Mille feuille territorial : comment plomber la réforme en 8 leçons
par Michel DROUET
vendredi 9 mai 2014
C’est parti ! Suite aux annonces présidentielles on assiste à des déclarations politiques pour ne pas dire politicardes : ceux qui étaient pour ou qui n’étaient pas contre le sont désormais. Question de calendrier, de timing politique, d’opportunisme électoral ou bien peur de perdre de son influence en perdant un mandat local. Une stratégie de démolition se met en place. Elle se caractérise par des postures, des manipulations, des envolées lyriques et des fausses interprétations.

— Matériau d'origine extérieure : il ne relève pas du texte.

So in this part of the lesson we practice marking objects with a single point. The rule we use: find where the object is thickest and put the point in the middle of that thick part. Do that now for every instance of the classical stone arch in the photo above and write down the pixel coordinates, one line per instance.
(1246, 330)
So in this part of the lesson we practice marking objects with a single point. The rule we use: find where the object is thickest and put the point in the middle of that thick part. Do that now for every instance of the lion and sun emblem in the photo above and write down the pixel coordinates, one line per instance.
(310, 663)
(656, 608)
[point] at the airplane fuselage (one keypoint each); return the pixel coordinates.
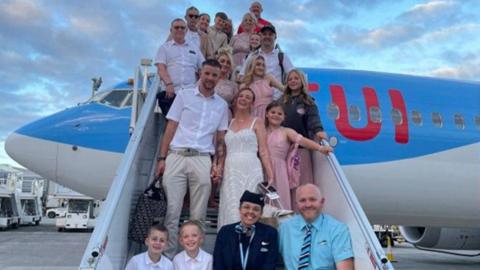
(410, 146)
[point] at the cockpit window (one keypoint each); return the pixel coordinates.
(114, 98)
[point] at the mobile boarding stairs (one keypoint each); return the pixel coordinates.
(109, 247)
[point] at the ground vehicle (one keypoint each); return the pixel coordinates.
(30, 212)
(80, 213)
(9, 217)
(56, 212)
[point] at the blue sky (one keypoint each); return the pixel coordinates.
(50, 50)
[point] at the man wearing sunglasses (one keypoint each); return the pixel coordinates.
(178, 60)
(197, 37)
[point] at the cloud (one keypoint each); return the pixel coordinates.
(420, 20)
(467, 67)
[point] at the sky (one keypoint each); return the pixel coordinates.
(50, 50)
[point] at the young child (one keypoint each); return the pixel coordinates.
(192, 257)
(279, 139)
(156, 243)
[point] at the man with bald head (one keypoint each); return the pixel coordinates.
(312, 239)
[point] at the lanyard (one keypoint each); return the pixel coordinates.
(244, 259)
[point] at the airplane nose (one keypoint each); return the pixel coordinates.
(36, 154)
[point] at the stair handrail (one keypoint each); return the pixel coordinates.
(99, 237)
(380, 258)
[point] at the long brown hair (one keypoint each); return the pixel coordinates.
(287, 94)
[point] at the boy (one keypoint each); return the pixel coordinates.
(156, 242)
(192, 257)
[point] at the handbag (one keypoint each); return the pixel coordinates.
(151, 208)
(293, 164)
(273, 212)
(163, 102)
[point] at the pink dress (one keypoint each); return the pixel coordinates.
(241, 47)
(263, 96)
(278, 145)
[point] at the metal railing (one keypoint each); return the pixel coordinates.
(369, 243)
(109, 244)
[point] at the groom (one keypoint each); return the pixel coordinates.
(196, 116)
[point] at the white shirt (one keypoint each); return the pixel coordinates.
(182, 61)
(273, 66)
(143, 262)
(193, 38)
(199, 118)
(203, 261)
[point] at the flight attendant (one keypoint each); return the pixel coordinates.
(248, 244)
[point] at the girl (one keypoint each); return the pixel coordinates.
(279, 140)
(225, 87)
(301, 115)
(261, 83)
(246, 160)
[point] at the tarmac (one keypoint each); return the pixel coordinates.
(43, 247)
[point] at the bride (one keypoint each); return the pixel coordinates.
(246, 136)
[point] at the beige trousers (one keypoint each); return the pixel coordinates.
(182, 172)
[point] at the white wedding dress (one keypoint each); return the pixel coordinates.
(243, 171)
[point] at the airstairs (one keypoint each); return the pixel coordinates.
(109, 247)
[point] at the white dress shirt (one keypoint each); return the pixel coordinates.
(143, 262)
(182, 61)
(199, 118)
(193, 38)
(203, 261)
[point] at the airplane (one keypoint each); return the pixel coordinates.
(409, 145)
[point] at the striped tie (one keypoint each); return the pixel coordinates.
(304, 259)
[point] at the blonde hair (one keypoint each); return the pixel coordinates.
(252, 16)
(287, 94)
(227, 51)
(249, 74)
(195, 223)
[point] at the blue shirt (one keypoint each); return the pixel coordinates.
(331, 242)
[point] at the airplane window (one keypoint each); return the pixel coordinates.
(459, 121)
(437, 119)
(375, 114)
(333, 111)
(114, 98)
(354, 113)
(417, 118)
(397, 117)
(129, 101)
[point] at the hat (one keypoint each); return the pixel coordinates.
(268, 28)
(222, 15)
(252, 198)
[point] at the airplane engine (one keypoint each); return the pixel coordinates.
(442, 238)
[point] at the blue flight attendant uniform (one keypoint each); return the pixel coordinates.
(263, 252)
(331, 242)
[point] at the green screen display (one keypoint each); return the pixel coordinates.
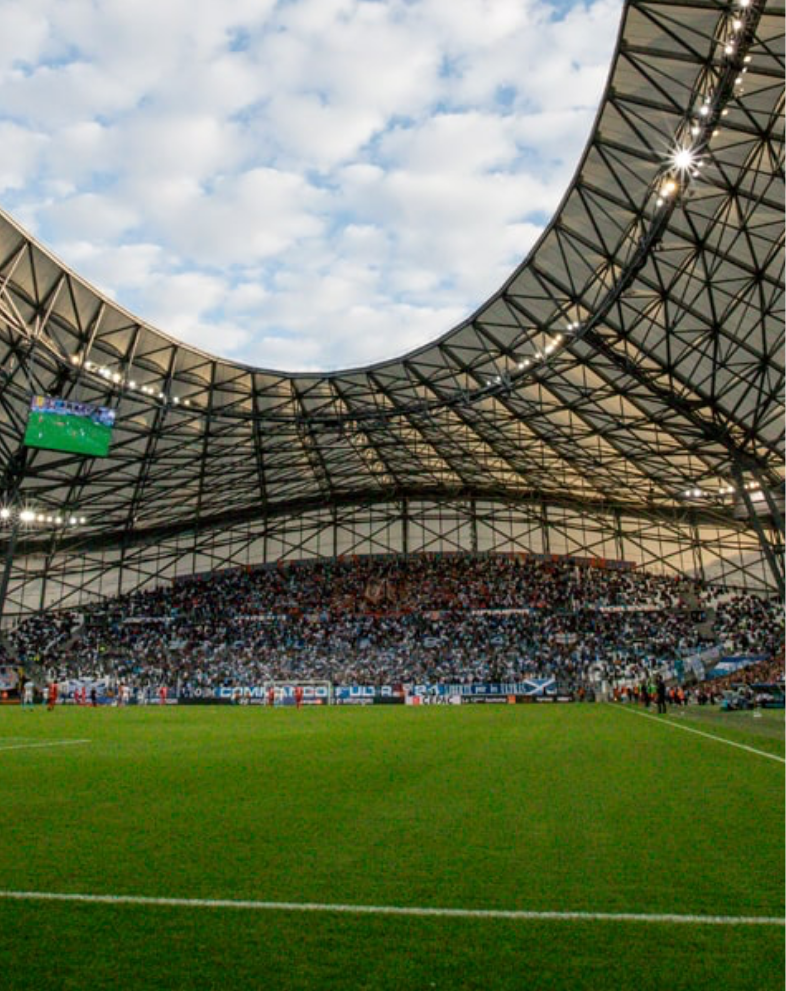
(60, 425)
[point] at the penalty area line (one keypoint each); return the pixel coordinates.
(50, 743)
(454, 913)
(699, 732)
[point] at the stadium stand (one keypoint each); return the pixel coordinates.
(449, 619)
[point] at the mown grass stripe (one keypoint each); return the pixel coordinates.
(49, 743)
(420, 911)
(689, 729)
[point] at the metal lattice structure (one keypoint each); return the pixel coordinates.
(620, 396)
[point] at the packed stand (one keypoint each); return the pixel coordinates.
(449, 619)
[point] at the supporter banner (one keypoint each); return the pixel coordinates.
(528, 686)
(730, 665)
(367, 694)
(285, 694)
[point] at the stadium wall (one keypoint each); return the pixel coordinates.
(715, 553)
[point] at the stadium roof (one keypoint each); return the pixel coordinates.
(635, 356)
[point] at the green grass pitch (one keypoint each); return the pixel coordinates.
(552, 808)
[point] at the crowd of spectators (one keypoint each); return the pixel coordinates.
(424, 619)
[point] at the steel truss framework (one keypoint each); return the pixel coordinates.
(636, 355)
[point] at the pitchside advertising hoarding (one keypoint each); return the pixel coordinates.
(536, 690)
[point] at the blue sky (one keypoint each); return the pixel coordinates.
(310, 184)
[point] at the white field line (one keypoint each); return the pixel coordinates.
(454, 913)
(625, 706)
(50, 743)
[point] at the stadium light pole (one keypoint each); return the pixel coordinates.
(8, 564)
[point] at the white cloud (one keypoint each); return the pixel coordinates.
(309, 184)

Voici quelques postures choisies et quelques non-dits :
Masquer les enjeux : Si les citoyens ne savent pas ce que font les collectivités territoriales, comment pourraient-ils avoir un avis éclairé sur la réforme, comment ne se feraient-ils pas gruger par des élus et des partis politiques qui leur diront que la réforme sera une vraie catastrophe, dans le seul but de conserver leurs mandats et leurs privilèges.
Manipuler les citoyens : Annoncer qu’on va supprimer le Département alors que c’est le Conseil Général qui disparaîtrait et clamer haut et fort que c’est la main invisible de l’Europe qui est derrière le projet de réforme procède d’une intense manipulation à laquelle se livrent les souverainistes et des élus de tous les partis qui ne veulent pas perdre leurs sièges.

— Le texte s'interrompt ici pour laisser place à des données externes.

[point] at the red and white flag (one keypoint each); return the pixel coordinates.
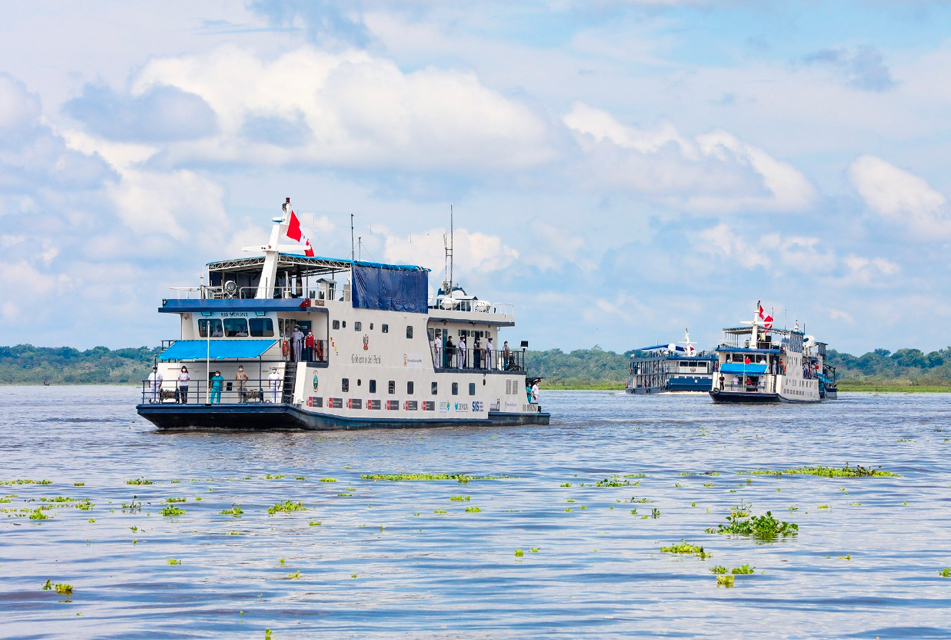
(294, 233)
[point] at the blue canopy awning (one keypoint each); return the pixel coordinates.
(216, 349)
(743, 369)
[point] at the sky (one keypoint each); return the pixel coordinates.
(620, 170)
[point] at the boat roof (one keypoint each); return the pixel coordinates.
(308, 266)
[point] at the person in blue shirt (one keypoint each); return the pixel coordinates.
(216, 381)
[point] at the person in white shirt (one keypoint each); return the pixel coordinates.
(183, 380)
(461, 348)
(155, 385)
(274, 382)
(436, 350)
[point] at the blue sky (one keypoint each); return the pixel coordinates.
(620, 170)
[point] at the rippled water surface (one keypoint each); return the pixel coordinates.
(382, 559)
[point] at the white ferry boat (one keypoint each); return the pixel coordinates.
(291, 341)
(761, 364)
(670, 368)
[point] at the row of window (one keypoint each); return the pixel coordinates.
(410, 387)
(236, 328)
(358, 326)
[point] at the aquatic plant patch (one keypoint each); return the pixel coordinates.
(742, 522)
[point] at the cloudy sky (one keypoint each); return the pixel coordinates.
(619, 169)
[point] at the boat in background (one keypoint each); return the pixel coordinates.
(305, 342)
(670, 368)
(760, 364)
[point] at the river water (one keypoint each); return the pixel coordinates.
(383, 559)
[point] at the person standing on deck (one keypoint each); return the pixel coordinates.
(242, 378)
(309, 346)
(274, 382)
(155, 385)
(216, 381)
(450, 352)
(183, 380)
(436, 350)
(462, 352)
(297, 340)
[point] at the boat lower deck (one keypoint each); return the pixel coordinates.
(281, 416)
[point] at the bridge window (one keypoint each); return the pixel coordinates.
(262, 327)
(236, 328)
(215, 325)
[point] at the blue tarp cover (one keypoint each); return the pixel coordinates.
(219, 349)
(390, 289)
(744, 369)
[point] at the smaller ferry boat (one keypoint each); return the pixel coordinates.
(670, 368)
(758, 363)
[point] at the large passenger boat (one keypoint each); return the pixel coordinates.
(758, 363)
(290, 341)
(670, 368)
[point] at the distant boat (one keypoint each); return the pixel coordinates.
(761, 364)
(671, 368)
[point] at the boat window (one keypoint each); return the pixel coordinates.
(215, 328)
(262, 327)
(236, 328)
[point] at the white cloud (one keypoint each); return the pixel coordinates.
(901, 197)
(715, 172)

Dire que la proximité avec les citoyens est en jeu : La proximité a toujours été assurée par les Maires et les conseillers municipaux et aujourd’hui avec les élus des intercommunalités. Connaissez-vous votre conseiller général ?... et quelles sont les compétences Conseil Général ? La suppression du Conseil Général permettra aux communes dans un nouveau cadre intercommunal (à l’échelle des bassins de vie) de gérer elles-mêmes les services de proximité avec davantage d’efficacité qu’actuellement, avec l’aide des Régions.
Chercher à recaser les conseillers généraux : Si on supprime le Conseil Général, il faut que le mandat de conseiller général disparaisse et qu’on ne cherche pas à recaser ces 4050 élus dans d’autres assemblées locales (sans compter les contractuels politiques des cabinets) La suppression d’un échelon de collectivité est favorable à l’émergence d’une nouvelle forme de démocratie locale avant même d’être une économie financière.

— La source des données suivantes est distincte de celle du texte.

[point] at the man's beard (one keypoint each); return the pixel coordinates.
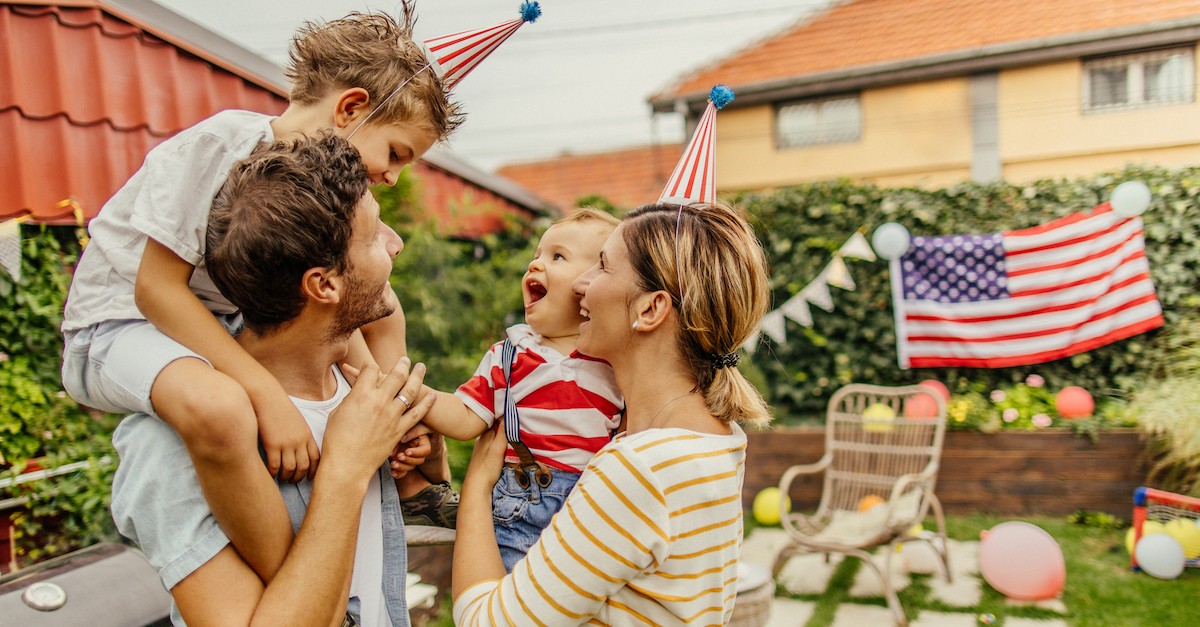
(363, 305)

Dire que réformer coûtera plus cher qu’actuellement : Si on supprime les 4050 mandats de conseillers généraux et les postes de contractuels de cabinet, les dépenses de communications et de fonctionnement des assemblées qui vont avec, pour ne parler que de cela, sans parler de la suppression de doublons administratifs consécutifs à la suppression de la clause générale de compétence, c’est une économie entre 400 et 600 millions d’euros qui pourrait être réalisée. La division par deux du nombre de Région provoquerait également des économies, à condition que les élus le veuillent bien et ne noient pas le poisson derrière des arguments destinés à masquer leurs responsabilités managériales.
Ne pas simplifier la carte de l’intercommunalité : L’intercommunalité actuelle qui se caractérise souvent par son faible nombre d’habitants ne survit actuellement que grâce aux subventions versées par les conseils généraux. Redimensionner l’intercommunalité à la taille des Pays en obligeant les élus qui cultivent l’entre-soi politique à élargir leur point de vue permettra à cette intercommunalité nouvelle de s’assumer financièrement et techniquement après la suppression des conseils généraux. La Région a un rôle essentiel dans cette démarche.
Laisser la réforme aux seules mains des politiques est le plus sûr moyen de la plomber, d’arriver au final à un truc encore plus incompréhensible pour le citoyen et qui coûterait plus cher. En écoutant ce cher M. Copé crier à la manipulation politique suite aux annonces présidentielles sur la réforme, alors qu’il y a moins de quatre mois il appelait à supprimer les Conseils Généraux (« Aujourd’hui en France » du 17/01/2014) donne une idée de la duplicité du monde politique et des basses manœuvres dont il et capable pour conserver ses privilèges ou nuire au Pays en faisant croire qu’il œuvre pour le bien collectif.
Ne pas faire de pédagogie : Mal informé, le citoyen continuera de penser, au choix, qu’on veut encore supprimer le numéro du département sur les plaques minéralogiques, que des tribunaux vont être supprimés, que la Poste va fermer des agences ou bien encore que le Préfet va disparaître. Il faut lui faire savoir ce qui est en jeu, que réunir la gestion des collèges et des lycées ou celle des transports ferroviaires et routiers de voyageurs à la Région n’entraînera pas la diminution du service rendu. Il faut également l’intéresser aux économies financières attendues ainsi qu’à la nouvelle organisation territoriale de proximité entre Région, Communes et Intercommunalités.